È forse tempo di un primo bilancio di quel che siamo riusciti a mettere in campo, come sinistra antagonista, come comunisti, come compagni solidali con la lotta palestinese. “Le nostre piazze sono contro di loro”, parafrasando il ministro dell’economia israeliano, e questo è certamente vero. Ma non possiamo nasconderci che, fino ad adesso e al contrario di quel che si muove nel resto del mondo, le mobilitazioni italiane sono state numerose ma non di massa. Ora dobbiamo allargare la mobilitazione, il nostro obiettivo deve puntare innanzitutto alla massificazione della lotta.
C’è urgente bisogno di un salto di qualità nel confronto sul quadrante Mediorientale e c’è bisogno della convergenza di tutte le forze, di un maggiore coordinamento delle iniziative e soprattutto di una maggiore maturità politica. Ricordiamoci che questa lotta non è di nicchia e non è incomprensibile da parte della popolazione; nostro compito è dunque quello di dare espressione alla diffusa e crescente indignazione della maggioranza della società contro Israele, contro il genocidio in corso dei palestinesi e contro il pericolo di guerra rappresentato tanto dai cani pazzi quanto dai suoi complici occidentali.

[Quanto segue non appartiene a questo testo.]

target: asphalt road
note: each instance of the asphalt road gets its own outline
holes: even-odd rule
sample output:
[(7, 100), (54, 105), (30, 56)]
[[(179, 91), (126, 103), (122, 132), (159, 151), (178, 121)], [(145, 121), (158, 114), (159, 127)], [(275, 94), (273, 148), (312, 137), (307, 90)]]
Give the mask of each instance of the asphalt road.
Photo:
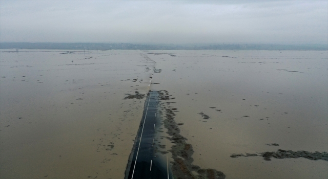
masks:
[(167, 154), (163, 160), (155, 153), (154, 139), (159, 124), (156, 120), (158, 96), (156, 91), (150, 92), (147, 96), (137, 137), (126, 171), (126, 179), (172, 178)]

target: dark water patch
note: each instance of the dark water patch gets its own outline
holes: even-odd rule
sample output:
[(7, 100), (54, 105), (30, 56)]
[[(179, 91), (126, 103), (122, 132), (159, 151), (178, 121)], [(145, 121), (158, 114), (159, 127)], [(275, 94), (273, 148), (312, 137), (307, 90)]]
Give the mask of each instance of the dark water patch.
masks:
[(271, 144), (265, 144), (265, 145), (269, 145), (269, 146), (279, 146), (279, 144), (276, 143), (272, 143)]
[(203, 118), (203, 119), (210, 119), (210, 117), (206, 114), (204, 114), (204, 113), (203, 112), (200, 112), (199, 113), (198, 113), (199, 115), (200, 115), (201, 116), (201, 117)]
[(277, 70), (279, 70), (279, 71), (286, 71), (286, 72), (298, 72), (298, 73), (303, 73), (303, 72), (298, 72), (298, 71), (290, 71), (287, 70), (280, 70), (280, 69), (278, 69)]
[(140, 93), (139, 93), (139, 92), (137, 92), (137, 91), (134, 92), (134, 95), (129, 94), (125, 94), (125, 95), (127, 95), (127, 96), (126, 96), (124, 98), (123, 98), (123, 99), (144, 99), (144, 98), (146, 96), (145, 95), (140, 94)]

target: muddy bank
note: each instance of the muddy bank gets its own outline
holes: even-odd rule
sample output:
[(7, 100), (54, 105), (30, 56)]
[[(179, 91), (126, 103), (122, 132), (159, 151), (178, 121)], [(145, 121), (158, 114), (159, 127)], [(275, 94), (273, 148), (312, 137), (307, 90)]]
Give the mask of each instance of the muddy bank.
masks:
[(282, 149), (278, 149), (275, 152), (265, 152), (259, 153), (248, 153), (244, 154), (243, 153), (236, 154), (234, 153), (230, 155), (232, 158), (237, 158), (239, 156), (259, 156), (263, 157), (263, 159), (267, 161), (271, 161), (272, 158), (278, 159), (297, 159), (302, 158), (311, 160), (316, 161), (322, 160), (328, 161), (328, 153), (326, 152), (320, 152), (316, 151), (311, 152), (307, 151), (296, 151), (285, 150)]
[[(167, 91), (158, 92), (160, 100), (165, 101), (171, 98)], [(209, 178), (223, 179), (225, 178), (224, 174), (214, 169), (202, 169), (199, 166), (193, 165), (193, 154), (194, 150), (192, 145), (187, 142), (187, 139), (180, 134), (179, 125), (182, 123), (177, 123), (174, 120), (176, 116), (173, 110), (178, 109), (170, 106), (173, 103), (162, 102), (162, 113), (164, 114), (164, 126), (167, 129), (167, 132), (170, 137), (167, 139), (173, 144), (169, 151), (172, 153), (173, 161), (171, 162), (171, 169), (175, 177), (177, 178)], [(201, 114), (204, 119), (209, 119), (207, 115)]]

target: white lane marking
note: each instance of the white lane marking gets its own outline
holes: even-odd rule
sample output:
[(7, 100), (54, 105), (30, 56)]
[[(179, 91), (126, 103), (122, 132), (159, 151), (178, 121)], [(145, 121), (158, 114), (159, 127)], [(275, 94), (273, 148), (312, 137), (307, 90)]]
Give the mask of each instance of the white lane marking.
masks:
[(132, 176), (131, 179), (133, 178), (133, 174), (134, 174), (134, 169), (135, 169), (135, 165), (137, 164), (137, 159), (138, 159), (138, 154), (139, 153), (139, 149), (140, 148), (140, 144), (141, 143), (141, 138), (142, 137), (142, 132), (144, 132), (144, 127), (145, 126), (145, 122), (146, 122), (146, 117), (147, 116), (147, 112), (148, 111), (148, 107), (149, 106), (149, 102), (150, 102), (150, 97), (152, 96), (152, 92), (149, 95), (149, 100), (148, 100), (148, 105), (147, 105), (147, 109), (145, 115), (145, 119), (144, 120), (144, 125), (142, 125), (142, 130), (141, 130), (141, 135), (140, 136), (140, 141), (139, 141), (139, 147), (138, 147), (138, 151), (137, 151), (137, 156), (135, 157), (135, 162), (134, 163), (134, 167), (133, 167), (133, 172), (132, 172)]
[[(167, 139), (165, 139), (165, 148), (166, 148), (166, 150), (168, 151), (168, 140)], [(169, 178), (169, 160), (168, 159), (168, 153), (166, 153), (166, 165), (168, 167), (168, 179)]]
[(153, 163), (153, 160), (150, 161), (150, 171), (152, 171), (152, 163)]

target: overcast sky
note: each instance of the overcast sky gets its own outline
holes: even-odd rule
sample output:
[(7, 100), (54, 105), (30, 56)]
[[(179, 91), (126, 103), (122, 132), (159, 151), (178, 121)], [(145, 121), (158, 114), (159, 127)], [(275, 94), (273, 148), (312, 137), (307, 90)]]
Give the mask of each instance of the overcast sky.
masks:
[(328, 1), (0, 1), (1, 42), (328, 43)]

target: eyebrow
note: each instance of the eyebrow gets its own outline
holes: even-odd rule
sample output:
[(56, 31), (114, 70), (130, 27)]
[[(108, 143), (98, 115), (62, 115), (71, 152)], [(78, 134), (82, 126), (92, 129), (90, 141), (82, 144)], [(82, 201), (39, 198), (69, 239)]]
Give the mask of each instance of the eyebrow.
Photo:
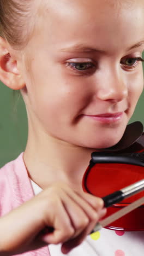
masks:
[[(134, 45), (132, 45), (130, 48), (127, 49), (127, 51), (132, 50), (133, 49), (137, 48), (140, 47), (144, 44), (144, 40), (137, 43)], [(95, 48), (92, 48), (88, 47), (82, 44), (77, 44), (74, 46), (63, 48), (61, 50), (62, 52), (68, 52), (68, 53), (93, 53), (93, 52), (98, 52), (101, 53), (105, 53), (105, 51), (101, 50), (98, 50)]]

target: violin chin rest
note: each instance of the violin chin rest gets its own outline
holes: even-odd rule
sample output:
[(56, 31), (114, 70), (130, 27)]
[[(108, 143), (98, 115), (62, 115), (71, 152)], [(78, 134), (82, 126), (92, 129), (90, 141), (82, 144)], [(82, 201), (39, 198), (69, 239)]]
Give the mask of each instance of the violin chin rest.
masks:
[(141, 137), (143, 131), (142, 124), (137, 121), (127, 125), (122, 138), (119, 142), (113, 147), (100, 149), (100, 151), (115, 152), (126, 149)]

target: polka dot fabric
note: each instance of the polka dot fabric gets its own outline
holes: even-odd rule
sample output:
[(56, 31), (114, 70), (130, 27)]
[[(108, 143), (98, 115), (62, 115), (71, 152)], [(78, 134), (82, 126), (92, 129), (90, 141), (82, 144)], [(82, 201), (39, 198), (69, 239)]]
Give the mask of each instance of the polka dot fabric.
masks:
[[(31, 181), (35, 195), (41, 191)], [(61, 245), (49, 246), (51, 256), (64, 256)], [(68, 256), (144, 256), (144, 231), (124, 232), (102, 229), (88, 236)], [(45, 255), (47, 256), (47, 255)]]

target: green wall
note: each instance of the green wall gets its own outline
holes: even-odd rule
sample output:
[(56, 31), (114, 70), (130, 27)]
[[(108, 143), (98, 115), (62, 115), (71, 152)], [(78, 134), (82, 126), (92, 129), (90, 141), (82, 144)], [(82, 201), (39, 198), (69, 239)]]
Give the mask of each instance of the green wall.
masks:
[[(22, 98), (17, 101), (18, 96), (0, 83), (0, 167), (15, 159), (26, 147), (26, 112)], [(144, 125), (143, 102), (144, 92), (130, 123), (139, 120)]]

Dunque, è in questo scenario che la manifestazione nazionale del 30 novembre a Roma rappresenta una tappa fondamentale. Sarà certamente un’occasione per ribadire la nostra solidarietà al popolo palestinese, per denunciare ancora una volta il genocidio che da decenni subisce, e per chiedere con ancora più forza l’immediata cessazione delle aggressioni israeliane. Ma soprattutto sarà un’opportunità per incalzare il nostro governo, sottomesso e complice dei ‘falchi della guerra’, NATO, USA e UE, e sarà il momento per accusare apertamente una compagine politica che quando non è apertamente complice è inerte, sia sul genocidio dei palestinesi che sui pericoli della guerra in cui ci sta trascinando Israele.

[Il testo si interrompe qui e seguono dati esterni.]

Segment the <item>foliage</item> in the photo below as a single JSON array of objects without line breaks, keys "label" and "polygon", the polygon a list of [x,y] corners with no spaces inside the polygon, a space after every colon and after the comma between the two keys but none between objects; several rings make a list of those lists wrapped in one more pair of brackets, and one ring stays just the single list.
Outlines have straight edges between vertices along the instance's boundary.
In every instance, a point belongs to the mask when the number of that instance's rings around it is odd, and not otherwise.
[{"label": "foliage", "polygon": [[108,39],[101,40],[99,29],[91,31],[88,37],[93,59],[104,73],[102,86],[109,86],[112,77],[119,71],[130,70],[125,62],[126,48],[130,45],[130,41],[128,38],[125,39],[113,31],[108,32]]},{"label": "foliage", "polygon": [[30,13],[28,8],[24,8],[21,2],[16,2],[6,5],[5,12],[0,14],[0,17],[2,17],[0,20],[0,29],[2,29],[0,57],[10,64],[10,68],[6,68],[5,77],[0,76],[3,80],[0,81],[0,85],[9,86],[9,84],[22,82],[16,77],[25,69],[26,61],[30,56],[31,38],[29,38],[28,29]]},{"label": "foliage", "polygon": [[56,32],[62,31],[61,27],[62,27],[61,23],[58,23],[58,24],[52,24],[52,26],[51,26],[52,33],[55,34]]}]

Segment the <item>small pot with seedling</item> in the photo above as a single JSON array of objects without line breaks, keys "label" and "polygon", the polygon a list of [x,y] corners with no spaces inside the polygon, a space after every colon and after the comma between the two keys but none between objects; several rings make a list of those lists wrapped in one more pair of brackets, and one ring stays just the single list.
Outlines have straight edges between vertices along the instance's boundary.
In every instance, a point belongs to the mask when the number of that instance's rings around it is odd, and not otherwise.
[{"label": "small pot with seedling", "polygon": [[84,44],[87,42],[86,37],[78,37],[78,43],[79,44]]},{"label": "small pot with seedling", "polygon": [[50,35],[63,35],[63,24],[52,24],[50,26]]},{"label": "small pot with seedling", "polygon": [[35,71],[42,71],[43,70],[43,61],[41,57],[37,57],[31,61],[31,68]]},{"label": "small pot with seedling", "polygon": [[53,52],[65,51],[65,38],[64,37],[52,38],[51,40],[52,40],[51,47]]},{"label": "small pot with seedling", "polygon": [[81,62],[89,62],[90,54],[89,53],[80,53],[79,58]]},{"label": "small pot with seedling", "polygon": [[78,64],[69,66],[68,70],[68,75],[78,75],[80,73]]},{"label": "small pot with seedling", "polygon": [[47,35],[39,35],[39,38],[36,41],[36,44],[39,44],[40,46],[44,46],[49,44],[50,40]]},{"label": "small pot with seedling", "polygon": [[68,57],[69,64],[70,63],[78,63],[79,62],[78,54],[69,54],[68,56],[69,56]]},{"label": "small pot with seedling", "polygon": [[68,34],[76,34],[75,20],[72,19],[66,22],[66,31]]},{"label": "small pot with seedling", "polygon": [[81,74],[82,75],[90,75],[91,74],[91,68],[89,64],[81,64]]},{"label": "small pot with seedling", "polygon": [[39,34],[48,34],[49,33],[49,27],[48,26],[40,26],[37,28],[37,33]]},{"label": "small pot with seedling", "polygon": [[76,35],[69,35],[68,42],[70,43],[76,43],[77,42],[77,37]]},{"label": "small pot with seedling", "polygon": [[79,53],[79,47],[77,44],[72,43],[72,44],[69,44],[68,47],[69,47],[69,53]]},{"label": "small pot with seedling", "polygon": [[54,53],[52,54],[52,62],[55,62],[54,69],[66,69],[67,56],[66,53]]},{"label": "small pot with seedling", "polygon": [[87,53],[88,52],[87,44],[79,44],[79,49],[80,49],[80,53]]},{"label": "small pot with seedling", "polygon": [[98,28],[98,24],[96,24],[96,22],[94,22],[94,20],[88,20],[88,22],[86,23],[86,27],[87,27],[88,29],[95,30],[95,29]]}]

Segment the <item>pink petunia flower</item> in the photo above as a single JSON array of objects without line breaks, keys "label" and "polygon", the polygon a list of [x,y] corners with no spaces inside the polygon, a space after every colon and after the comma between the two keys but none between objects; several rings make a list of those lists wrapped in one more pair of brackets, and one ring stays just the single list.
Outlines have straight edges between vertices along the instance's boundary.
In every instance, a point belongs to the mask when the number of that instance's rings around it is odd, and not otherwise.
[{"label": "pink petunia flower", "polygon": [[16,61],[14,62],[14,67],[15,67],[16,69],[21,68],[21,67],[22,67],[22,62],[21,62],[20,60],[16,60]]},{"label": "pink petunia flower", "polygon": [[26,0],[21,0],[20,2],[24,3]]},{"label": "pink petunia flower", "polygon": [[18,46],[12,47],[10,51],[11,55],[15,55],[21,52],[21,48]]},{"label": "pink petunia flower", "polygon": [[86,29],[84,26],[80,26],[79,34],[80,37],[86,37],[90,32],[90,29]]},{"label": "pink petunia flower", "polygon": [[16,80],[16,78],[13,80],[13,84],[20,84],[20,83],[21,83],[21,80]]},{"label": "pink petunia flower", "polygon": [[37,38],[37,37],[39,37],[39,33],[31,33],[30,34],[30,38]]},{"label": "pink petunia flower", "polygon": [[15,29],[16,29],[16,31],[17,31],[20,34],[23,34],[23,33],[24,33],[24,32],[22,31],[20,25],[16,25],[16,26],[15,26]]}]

Quella del 30 novembre sarà una grande manifestazione popolare su questi temi e che deve mandare in tal senso un forte segnale politico e di massa. Il 30 novembre dobbiamo provarci, favorendo le convergenze e riducendo le divergenze.
Imparando dalla Resistenza palestinese unificata, convergiamo nella diversità, ce lo chiedono la Palestina, il Libano e l’umanità intera.